Bunu anlayabilmek için Brontë ailesinin kadınlarına da bir bakmak lazım. Kendisinden sonraki gelecek olan feminist romancılara öncülük edecek üç kardeş, Charlotte, Emily ve
Anne Brontë, doğduktan hemen sonra anneleri ölmüş. Papaz babaları ve alkolik erkek kardeşleriyle büyüdükleri için zor bir süreç geçirmiş ancak yine de iyi eğitim almak için olağanüstü bir çaba göstermişler. Geçtiğimiz yılda filme de konu olan Brontë kardeşler hakkında yazılan biyografide (James Tully-Charlotte Brontë Cinayetleri) aile ilişkilerindeki tuhaflıklara dair çarpıcı iddialar ortaya atar. Anne'in zehirlenerek öldürüldüğünü söyler mesela. Hal böyleyken eserleri kadar kişisel serüvenleriyle de merak edilen kardeşlerin romanlarını okuyanlar sadece o günün ahlaki değerlerinin eleştirilmesine
tanık olmazlar, satırlar arasındaki izleri takip ederek onların hayatlarında dolaşmayı da severler. 'Uğultulu Tepeler'i de (Emily Brontë), 'Jane Eyre'i de kalıcı kılan o dönem için yenilikçi sayılacak üslubunun yanı sıra okurun merakını kışkırtan hayat hikâyeleri oldu sanırım.

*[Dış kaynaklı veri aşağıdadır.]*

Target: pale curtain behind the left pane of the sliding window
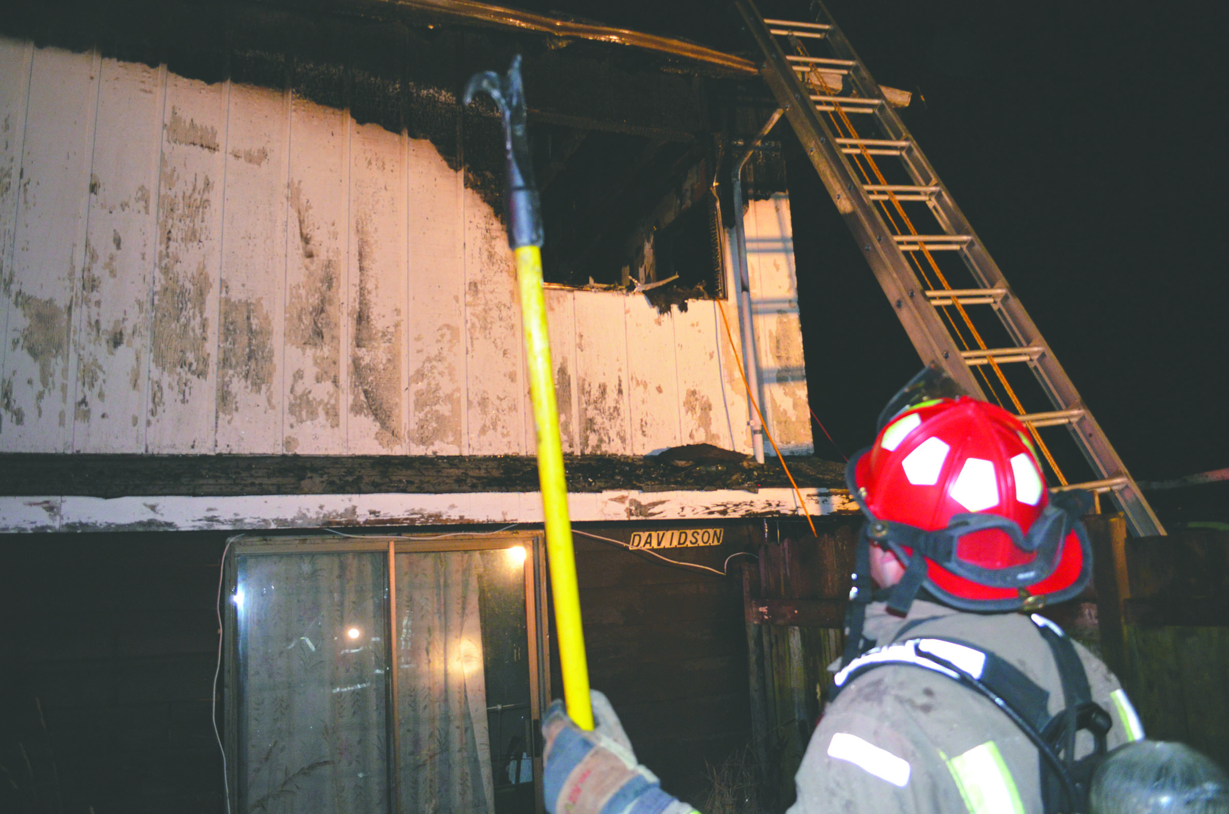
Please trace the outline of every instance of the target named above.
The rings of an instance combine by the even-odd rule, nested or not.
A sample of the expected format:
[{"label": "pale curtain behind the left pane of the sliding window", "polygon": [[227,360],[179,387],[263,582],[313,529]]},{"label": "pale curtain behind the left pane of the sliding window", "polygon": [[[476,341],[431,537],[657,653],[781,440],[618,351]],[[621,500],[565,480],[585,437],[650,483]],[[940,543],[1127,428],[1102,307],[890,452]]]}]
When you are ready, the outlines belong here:
[{"label": "pale curtain behind the left pane of the sliding window", "polygon": [[386,562],[238,558],[240,810],[388,810]]}]

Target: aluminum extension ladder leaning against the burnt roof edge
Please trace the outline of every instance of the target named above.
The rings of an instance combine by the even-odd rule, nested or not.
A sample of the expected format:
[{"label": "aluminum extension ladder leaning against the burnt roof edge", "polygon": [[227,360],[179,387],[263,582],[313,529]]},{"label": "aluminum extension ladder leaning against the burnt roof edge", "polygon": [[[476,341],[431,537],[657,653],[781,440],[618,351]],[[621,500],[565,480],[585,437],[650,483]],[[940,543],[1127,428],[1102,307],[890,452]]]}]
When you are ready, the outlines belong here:
[{"label": "aluminum extension ladder leaning against the burnt roof edge", "polygon": [[[1050,346],[827,9],[816,2],[815,22],[793,22],[764,20],[753,0],[735,0],[735,6],[763,57],[760,74],[777,97],[779,112],[798,134],[923,362],[939,365],[967,392],[983,397],[991,393],[978,381],[975,366],[982,368],[987,384],[989,379],[984,374],[992,370],[1007,386],[1003,369],[1027,365],[1053,409],[1026,412],[1013,396],[1020,419],[1031,428],[1066,425],[1099,478],[1056,488],[1109,493],[1133,534],[1165,534]],[[828,55],[811,55],[812,48],[826,50]],[[830,117],[821,113],[832,114],[831,123]],[[836,132],[837,116],[847,123],[866,122],[862,129],[878,138],[842,136]],[[865,161],[855,165],[859,156]],[[889,171],[907,183],[884,183],[885,177],[859,175],[866,162],[874,165],[885,157],[898,159],[900,165],[890,166]],[[902,170],[903,176],[898,175]],[[882,176],[879,170],[875,172]],[[892,220],[895,225],[896,218],[886,204],[881,204],[882,211],[876,208],[876,203],[885,200],[891,200],[901,215],[905,209],[898,202],[921,202],[933,215],[940,234],[918,234],[912,224],[907,232],[898,234],[902,230],[891,229],[887,223]],[[940,252],[945,261],[954,255],[964,261],[965,278],[972,280],[971,286],[950,288],[943,275],[943,286],[933,282],[927,285],[919,256],[938,272],[933,258]],[[973,314],[977,307],[989,306],[1005,330],[1008,347],[986,347],[968,321],[971,317],[966,316],[970,314],[966,306]],[[966,320],[976,343],[960,333],[951,309]],[[1013,375],[1019,374],[1013,371]]]}]

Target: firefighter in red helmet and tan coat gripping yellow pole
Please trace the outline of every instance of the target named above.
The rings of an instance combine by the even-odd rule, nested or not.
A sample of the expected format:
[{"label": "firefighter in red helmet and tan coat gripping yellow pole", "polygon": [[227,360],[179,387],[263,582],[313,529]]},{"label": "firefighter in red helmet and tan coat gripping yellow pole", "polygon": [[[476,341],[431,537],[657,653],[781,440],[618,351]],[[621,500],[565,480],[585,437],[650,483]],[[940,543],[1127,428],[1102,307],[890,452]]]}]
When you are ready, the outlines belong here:
[{"label": "firefighter in red helmet and tan coat gripping yellow pole", "polygon": [[[933,368],[884,409],[847,482],[865,515],[847,648],[790,810],[1086,810],[1106,750],[1143,738],[1110,670],[1034,612],[1091,578],[1089,496],[1051,496],[1019,421]],[[595,733],[559,706],[544,721],[548,809],[692,810],[602,701]]]}]

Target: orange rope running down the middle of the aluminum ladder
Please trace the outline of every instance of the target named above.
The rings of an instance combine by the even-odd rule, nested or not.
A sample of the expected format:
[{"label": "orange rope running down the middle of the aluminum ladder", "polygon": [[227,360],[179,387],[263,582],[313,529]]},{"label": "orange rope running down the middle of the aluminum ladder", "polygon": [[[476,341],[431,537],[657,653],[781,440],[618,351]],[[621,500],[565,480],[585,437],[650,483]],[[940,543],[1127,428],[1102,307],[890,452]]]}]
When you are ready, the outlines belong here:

Victoria döneminde entelektüel bir kadının ahlaki değerler uğruna aşkı için mücadele etmesini anlatan bir romanın bir kadın tarafından yazılması alışıldık bir durum değildi. Eleştirmenler Charlotte Brontë'nin daha şiirsel bir dili olduğunu, buna karşın Emily Brontë'nin daha iyi bir yazar olduğunu söyler. Charlotte'un biyografisini yazan
Elizabeth Gaskell, Emily'i 'yabani ve içe kapanık' diye
tarif etmiş. Victoria döneminde kadın yazarların beğenilmediğini bilen kız kardeşler, şiirlerini Ellis (Emily), Currel (Charlotte), Acton (Anne) adıyla yani erkek isimleriyle yayımlamışlar.
Aralarında en dışa dönük yaşayan Charlotte olmuş anlaşılan. İlk romanı 1857'de yayımlanmış. Brüksel'de
öğretmenlik yapan bir
İngiliz mürebbiyenin öyküsünü anlatan 'Profesör' başta yayıncıların ilgisini çekmediği için Jane Eyre'nin başarısından sonra basılmış. Bu başarıda dönemin kraliçesi Victoria'nın baskıcı, kadını ezen tutumuna gösterilen tepkinin payı vardı kuşkusuz ama Charlotte Brontë'yi kalıcı kılan kardeşi Emily gibi aşkın tahrip eden hastalıklı yüzünü anlatmasıydı. Jane'in iç sesi kitapta şu cümleleri mırıldanır: "Bir kadının, içinde gizli,
yasak bir aşkın alevlenmesine izin vermesi de çılgınlıktır, çünkü böyle bir aşk ortaya çıkmazsa, karşılık görmezse kendisini besleyen kalbi kemirip bitirir; ortaya çıkar da karşılık alırsa insanı vahşi bataklıklara sürükler ki buradan da çıkış yoktur."
Jane Eyre, malum 'mutlu sonla' biter. Ama o mutluluğun gerisindeki güzelliği, zenginliğin, soyluluğun görünmeyen yüzünü anlattı. Acıyı, karşılıksız aşkı, utancı, inancı, evliliği, önyargıyı döneminde hiç kimsenin yapamadığı gibi sorguladı. Bunun için hâlâ aramızda.